Streit um den Ritus in Indien – Rom ernennt Gesandten

Quelle: FSSPX Aktuell

Msgr Cyril Vasil

Der Pontifex hat einen päpstlichen Delegierten in die Diözese Ernakulam-Angamalyafin (Kerala, Indien) entsandt, um einen Ausweg aus dem Liturgiestreit zu finden, der die Katholiken des syro-malabarischen Ritus seit mehreren Jahren zerrüttet. Obwohl er mit der heiklen Angelegenheit bestens vertraut ist, begibt sich Bischof Cyril Vasil auf vermintes Gelände, denn ein Teil der Laien prangert bereits die angebliche Voreingenommenheit des päpstlichen Gesandten an.

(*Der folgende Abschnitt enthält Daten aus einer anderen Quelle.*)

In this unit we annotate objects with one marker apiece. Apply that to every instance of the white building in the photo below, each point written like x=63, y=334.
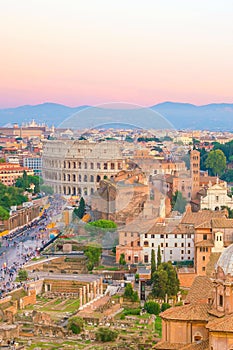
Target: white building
x=216, y=197
x=176, y=241
x=74, y=167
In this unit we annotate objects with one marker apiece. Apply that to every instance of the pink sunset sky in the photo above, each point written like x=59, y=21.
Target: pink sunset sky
x=91, y=52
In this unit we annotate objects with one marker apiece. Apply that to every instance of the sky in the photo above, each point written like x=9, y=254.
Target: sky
x=90, y=52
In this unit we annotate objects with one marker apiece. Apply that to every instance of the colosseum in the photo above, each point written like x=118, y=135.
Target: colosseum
x=75, y=167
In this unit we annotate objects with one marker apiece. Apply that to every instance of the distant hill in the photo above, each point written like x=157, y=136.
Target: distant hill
x=180, y=115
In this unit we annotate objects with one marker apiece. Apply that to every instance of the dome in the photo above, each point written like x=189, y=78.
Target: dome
x=225, y=260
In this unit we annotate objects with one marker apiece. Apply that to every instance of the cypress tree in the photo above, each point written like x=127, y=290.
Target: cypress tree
x=153, y=265
x=159, y=257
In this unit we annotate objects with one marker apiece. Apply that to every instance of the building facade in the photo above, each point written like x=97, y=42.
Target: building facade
x=76, y=167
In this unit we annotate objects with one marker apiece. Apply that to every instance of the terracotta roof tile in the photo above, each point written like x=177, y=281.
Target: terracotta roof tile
x=224, y=324
x=201, y=216
x=200, y=290
x=190, y=312
x=205, y=243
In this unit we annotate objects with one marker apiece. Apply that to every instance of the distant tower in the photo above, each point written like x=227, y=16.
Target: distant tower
x=195, y=172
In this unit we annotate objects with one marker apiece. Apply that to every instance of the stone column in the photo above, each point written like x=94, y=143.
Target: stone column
x=98, y=287
x=88, y=292
x=81, y=296
x=94, y=289
x=84, y=295
x=101, y=286
x=91, y=290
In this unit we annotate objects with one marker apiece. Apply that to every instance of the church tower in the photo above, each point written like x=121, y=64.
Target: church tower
x=195, y=172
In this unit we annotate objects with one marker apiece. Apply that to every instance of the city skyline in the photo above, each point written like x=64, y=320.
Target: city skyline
x=77, y=53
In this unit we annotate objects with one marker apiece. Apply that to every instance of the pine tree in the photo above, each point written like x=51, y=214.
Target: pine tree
x=80, y=211
x=153, y=265
x=159, y=257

Wird es dem Gesandten von Papst Franziskus gelingen, die verfahrene Situation zu lösen? Diese Frage bewegt im indischen Kerala alle Katholiken, seit der Heilige Stuhl die Ankunft von Erzbischof Cyril Vasil am 4. August 2023 angekündigt hat. Der Erzbischof, ehemaliges Mitglied der Kongregation für die Orientalischen Kirchen und emeritierter Rektor des Päpstlichen Orientalischen Instituts in Rom, leitet derzeit die Eparchie des griechisch-katholischen Ritus in Kosice (Slowakei). 

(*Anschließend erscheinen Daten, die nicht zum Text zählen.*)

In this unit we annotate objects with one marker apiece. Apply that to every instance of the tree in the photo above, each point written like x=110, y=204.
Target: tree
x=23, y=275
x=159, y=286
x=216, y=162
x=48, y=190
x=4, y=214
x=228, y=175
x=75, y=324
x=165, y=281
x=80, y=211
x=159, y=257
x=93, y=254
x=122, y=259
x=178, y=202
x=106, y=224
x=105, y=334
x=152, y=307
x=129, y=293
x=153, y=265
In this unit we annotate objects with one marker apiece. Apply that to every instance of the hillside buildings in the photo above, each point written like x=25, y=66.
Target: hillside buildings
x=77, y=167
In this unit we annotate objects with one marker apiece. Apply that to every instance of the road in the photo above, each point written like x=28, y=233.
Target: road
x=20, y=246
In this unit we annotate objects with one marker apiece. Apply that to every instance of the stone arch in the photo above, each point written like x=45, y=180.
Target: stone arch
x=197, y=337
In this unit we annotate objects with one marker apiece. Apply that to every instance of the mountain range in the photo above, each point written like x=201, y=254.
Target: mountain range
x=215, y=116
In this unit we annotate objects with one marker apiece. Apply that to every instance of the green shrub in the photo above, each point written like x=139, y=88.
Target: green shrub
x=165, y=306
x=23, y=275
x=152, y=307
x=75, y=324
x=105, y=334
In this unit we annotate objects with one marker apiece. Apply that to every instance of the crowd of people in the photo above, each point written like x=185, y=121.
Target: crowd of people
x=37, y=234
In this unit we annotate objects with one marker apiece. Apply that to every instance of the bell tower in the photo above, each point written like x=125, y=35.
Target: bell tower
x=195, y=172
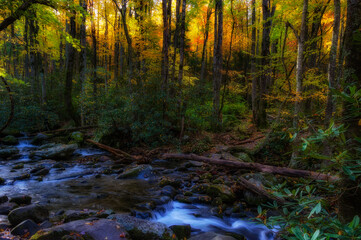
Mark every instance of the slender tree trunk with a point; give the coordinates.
(217, 64)
(299, 79)
(332, 67)
(206, 34)
(69, 74)
(349, 202)
(83, 64)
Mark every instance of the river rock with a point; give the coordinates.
(211, 236)
(140, 229)
(181, 231)
(34, 212)
(87, 230)
(27, 226)
(10, 140)
(41, 172)
(39, 139)
(5, 208)
(21, 200)
(140, 171)
(8, 152)
(58, 152)
(77, 137)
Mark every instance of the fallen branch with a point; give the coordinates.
(289, 172)
(69, 129)
(12, 105)
(114, 151)
(259, 190)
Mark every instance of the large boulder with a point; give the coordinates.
(140, 229)
(211, 236)
(39, 139)
(37, 213)
(25, 227)
(86, 229)
(8, 152)
(57, 152)
(10, 140)
(140, 171)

Unter den 35 Diözesen, die dem Dikasterium für die orientalischen Kirchen unterstellt sind, ist Ernakulam-Angamalyafin übrigens die einzige, in der es einen Massenwiderstand gegen die Umsetzung einer Liturgiereform gibt – Straßenschlachten, Hungerstreiks und Inszenierungen von Scheinverbrennung bestimmter Prälaten bestimmen den Lebensalltag der Katholiken in Kerala. 

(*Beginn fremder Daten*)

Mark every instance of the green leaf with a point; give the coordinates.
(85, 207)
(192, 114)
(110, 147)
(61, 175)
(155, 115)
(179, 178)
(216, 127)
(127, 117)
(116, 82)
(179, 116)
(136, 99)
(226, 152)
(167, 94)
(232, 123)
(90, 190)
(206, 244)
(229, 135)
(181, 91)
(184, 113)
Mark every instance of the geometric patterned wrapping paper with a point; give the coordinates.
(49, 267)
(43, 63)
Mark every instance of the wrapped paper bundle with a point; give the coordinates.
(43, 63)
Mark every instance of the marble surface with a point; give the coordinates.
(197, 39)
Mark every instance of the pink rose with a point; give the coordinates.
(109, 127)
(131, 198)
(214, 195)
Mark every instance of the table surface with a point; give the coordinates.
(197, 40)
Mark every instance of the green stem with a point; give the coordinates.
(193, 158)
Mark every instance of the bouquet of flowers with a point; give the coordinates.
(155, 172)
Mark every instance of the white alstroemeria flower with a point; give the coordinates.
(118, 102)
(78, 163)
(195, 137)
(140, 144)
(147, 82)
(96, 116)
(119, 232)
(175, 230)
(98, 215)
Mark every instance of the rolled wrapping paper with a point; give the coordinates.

Um die Komplexität der Situation zu erfassen, muss man sich vergegenwärtigen, dass in dieser Kirche in der ersten Hälfte des 20. Jahrhunderts zwei Strömungen entstanden, die wenig miteinander zu tun haben wollten. Auf der einen Seite diejenigen, die eine Wiederherstellung des Ritus gemäß der syrisch-orientalischen Tradition anstrebten, und auf der anderen Seite diejenigen, die eine indische Inkulturation forderten, um sich den angeblichen liturgischen Ursprüngen einer vom Apostel Thomas gegründeten Kirche anzunähern. Im Namen dieses liturgischen Archaismus wurde die Feier der Messe vor dem Volk eingeführt, was zu einem derart großen Chaos führte, dass die Einheit der Ortskirche in Frage gestellt wurde. 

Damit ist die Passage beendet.